One of the book’s strongest elements is the way it examines consent, desire, and the blurred line between control and surrender. Faye and Henry’s bond is described as intense and transgressive, a connection that was emotionally and physically consuming. Knoll uses that dynamic to ask unsettling questions about how people interpret their own pasts. What looked like passion may have been coercion. What felt like mutual desire may have carried hidden harm. What seemed finished may still be shaping the present in ways neither character fully understands. As Faye endures captivity, the novel gradually reveals that the real conflict is not only between victim and captor, but between memory and truth.
The mystery deepens beyond the kidnapping itself. As Faye and Henry circle each other in the cabin, a larger, years-old secret begins to surface, one that reorders the story Faye has told herself about her life. Knoll uses this mystery to keep the reader off balance, making the novel part thriller and part psychological excavation. The revelations are designed to change how earlier scenes are understood, turning the book into a puzzle about identity, guilt, and the stories people build to survive what they have lived through. Faye, who has spent years turning her own past into public success, is forced to realize that narration does not always equal understanding.

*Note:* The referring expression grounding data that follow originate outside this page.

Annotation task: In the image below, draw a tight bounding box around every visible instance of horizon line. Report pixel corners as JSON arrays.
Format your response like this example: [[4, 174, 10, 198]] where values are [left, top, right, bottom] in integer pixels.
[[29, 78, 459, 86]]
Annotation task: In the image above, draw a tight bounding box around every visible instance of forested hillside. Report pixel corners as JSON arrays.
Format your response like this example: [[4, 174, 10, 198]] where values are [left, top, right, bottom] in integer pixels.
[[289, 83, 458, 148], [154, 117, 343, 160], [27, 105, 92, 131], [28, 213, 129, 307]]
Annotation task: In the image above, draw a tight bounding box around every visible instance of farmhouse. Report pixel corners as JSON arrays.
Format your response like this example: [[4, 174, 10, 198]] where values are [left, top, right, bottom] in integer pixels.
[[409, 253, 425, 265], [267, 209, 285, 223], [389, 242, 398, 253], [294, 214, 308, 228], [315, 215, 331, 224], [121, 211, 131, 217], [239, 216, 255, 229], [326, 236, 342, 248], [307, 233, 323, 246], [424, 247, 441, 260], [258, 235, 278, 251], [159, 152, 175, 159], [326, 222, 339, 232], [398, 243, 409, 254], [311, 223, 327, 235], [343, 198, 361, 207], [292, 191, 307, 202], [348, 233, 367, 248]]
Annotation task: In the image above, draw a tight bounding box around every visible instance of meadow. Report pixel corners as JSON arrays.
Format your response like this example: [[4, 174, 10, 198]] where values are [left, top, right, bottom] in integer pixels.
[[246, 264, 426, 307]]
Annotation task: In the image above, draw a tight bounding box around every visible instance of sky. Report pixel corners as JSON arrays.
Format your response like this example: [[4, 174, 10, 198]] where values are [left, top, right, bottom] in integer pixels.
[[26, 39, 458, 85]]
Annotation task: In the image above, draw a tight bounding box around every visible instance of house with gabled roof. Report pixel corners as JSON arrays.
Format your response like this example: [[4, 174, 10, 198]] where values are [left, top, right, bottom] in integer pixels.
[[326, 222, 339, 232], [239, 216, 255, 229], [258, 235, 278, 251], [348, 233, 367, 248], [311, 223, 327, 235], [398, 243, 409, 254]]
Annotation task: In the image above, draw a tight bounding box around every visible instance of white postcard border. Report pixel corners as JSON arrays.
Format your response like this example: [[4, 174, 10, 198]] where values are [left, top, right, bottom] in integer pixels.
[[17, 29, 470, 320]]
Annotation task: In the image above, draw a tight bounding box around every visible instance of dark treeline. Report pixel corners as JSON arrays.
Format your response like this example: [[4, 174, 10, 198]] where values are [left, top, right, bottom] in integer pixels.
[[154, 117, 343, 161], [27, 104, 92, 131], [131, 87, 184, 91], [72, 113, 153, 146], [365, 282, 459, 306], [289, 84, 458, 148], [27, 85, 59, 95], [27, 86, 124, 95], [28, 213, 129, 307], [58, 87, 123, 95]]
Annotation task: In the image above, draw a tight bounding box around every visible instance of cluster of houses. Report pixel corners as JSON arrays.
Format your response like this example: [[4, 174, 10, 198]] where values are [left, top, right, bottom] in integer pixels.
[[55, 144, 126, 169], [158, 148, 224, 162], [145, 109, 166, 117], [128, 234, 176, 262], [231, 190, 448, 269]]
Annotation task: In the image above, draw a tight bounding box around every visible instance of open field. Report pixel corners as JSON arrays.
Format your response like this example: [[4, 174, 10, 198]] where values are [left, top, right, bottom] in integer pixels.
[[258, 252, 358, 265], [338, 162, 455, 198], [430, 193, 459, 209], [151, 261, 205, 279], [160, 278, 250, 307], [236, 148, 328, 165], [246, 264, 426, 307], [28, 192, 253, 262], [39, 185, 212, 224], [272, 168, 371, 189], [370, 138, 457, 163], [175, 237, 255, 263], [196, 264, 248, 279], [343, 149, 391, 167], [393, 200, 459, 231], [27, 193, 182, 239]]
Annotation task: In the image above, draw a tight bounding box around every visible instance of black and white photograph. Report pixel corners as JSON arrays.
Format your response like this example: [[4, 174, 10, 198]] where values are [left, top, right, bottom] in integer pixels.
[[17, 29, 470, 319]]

The novel also reflects on fame, image, and the pressure to control one’s own story. Faye is not just a private woman grappling with a former lover; she is a public figure whose work has already transformed that relationship into entertainment. That layer makes the conflict more bitter, because her private pain has been made visible to the world, while Henry has his own reasons for feeling exposed and misrepresented. Knoll uses this tension to explore how personal narratives can become weapons and how both people in a relationship may feel wronged by the version of events the other tells. This gives the book a sharp, contemporary edge, especially in its treatment of media, reputation, and the hunger for narrative control.
At its core, Helpless is about the danger of unresolved intimacy. It shows how a past relationship can continue to shape a person long after it has ended, especially when it was built on intensity, secrecy, and emotional imbalance. Faye’s life looks successful from the outside, but the novel suggests that success does not erase psychological unfinished business. Henry, meanwhile, is not simply a villain or a lover returned from the past; he is a figure whose motives, pain, and actions are bound up in the same destructive pattern that once consumed them both. That complexity gives the novel its unsettling power.
In the end, Helpless is a tense, provocative story that combines suspense with emotional and psychological depth. It is not just a kidnapping thriller, but a novel about how memory can be manipulated, how desire can become dangerous, and how the truth about a relationship may remain hidden until the worst possible moment. Jessica Knoll turns a reunion between former lovers into a tightly wound exploration of obsession, power, and the cost of believing that the past has already been understood.